Amendment No. 97 deletes an amendment which relates to written reasons. That is another amendment I will oppose. I do not believe that the requirement to give a written reason is in any way unconstitutional, legally unsound or in any way interferes with the independence of the Judiciary. As long as the names recommended by the commission are not released, it does not interfere with the ultimate jurisdiction and the constitutional right of Government to select the candidate it wishes. I made the argument on Committee Stage that one would hope the Government would depart only rarely from the names recommended to it. The provision is there to provide that if a Government was to routinely depart from the commission's recommendation, it would explain it. Otherwise, it would undermine the body and the approach being taken. The philosophy here is that there is a constitutional restriction so we set up this body, which will come up with recommendations and, consequently, the Government will feel obliged to follow it because this process exists and it would be reluctant to depart from it. If there are not written reasons, there is less of an incentive to do that.

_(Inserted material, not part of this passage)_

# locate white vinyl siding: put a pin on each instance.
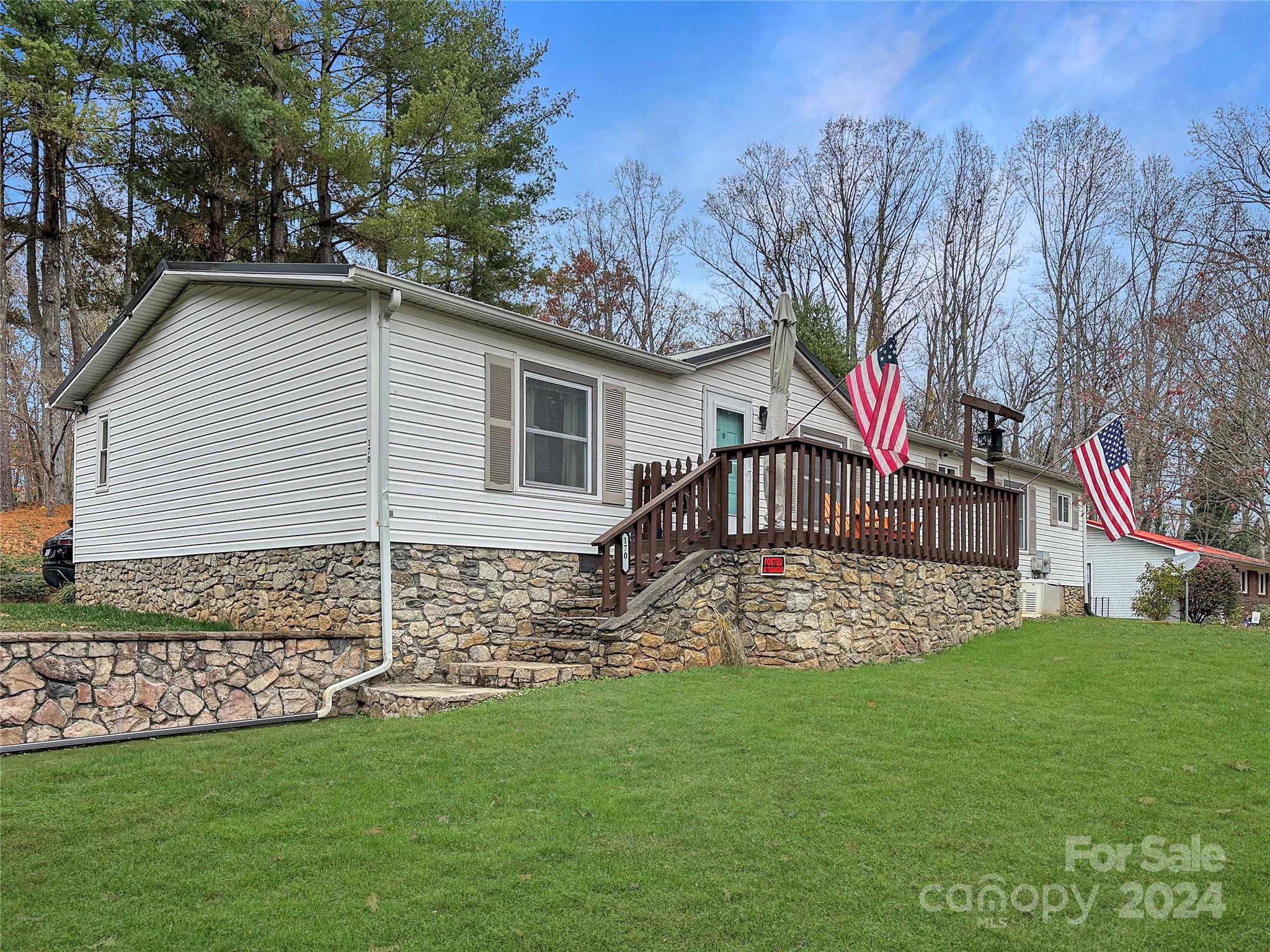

I would add that this is the process in England and Wales, for example, where the relevant judicial appointments commission selects candidates and submits their names to the relevant authority which in that case would be the Lord Chancellor, the Lord Chief Justice or the senior president of tribunals and so on. Invariably that figure, albeit within a different constitutional framework, accepts the recommendation and can only reject it on the basis that the person recommended is not suitable and reasons are provided in writing. I believe it would be a mistake to remove that requirement. I do not believe it causes any difficulty or that it would be beyond the capacity of Government, particularly with the proviso that the names would not necessarily be published but that the rationale would be provided in Iris Oifigiúil.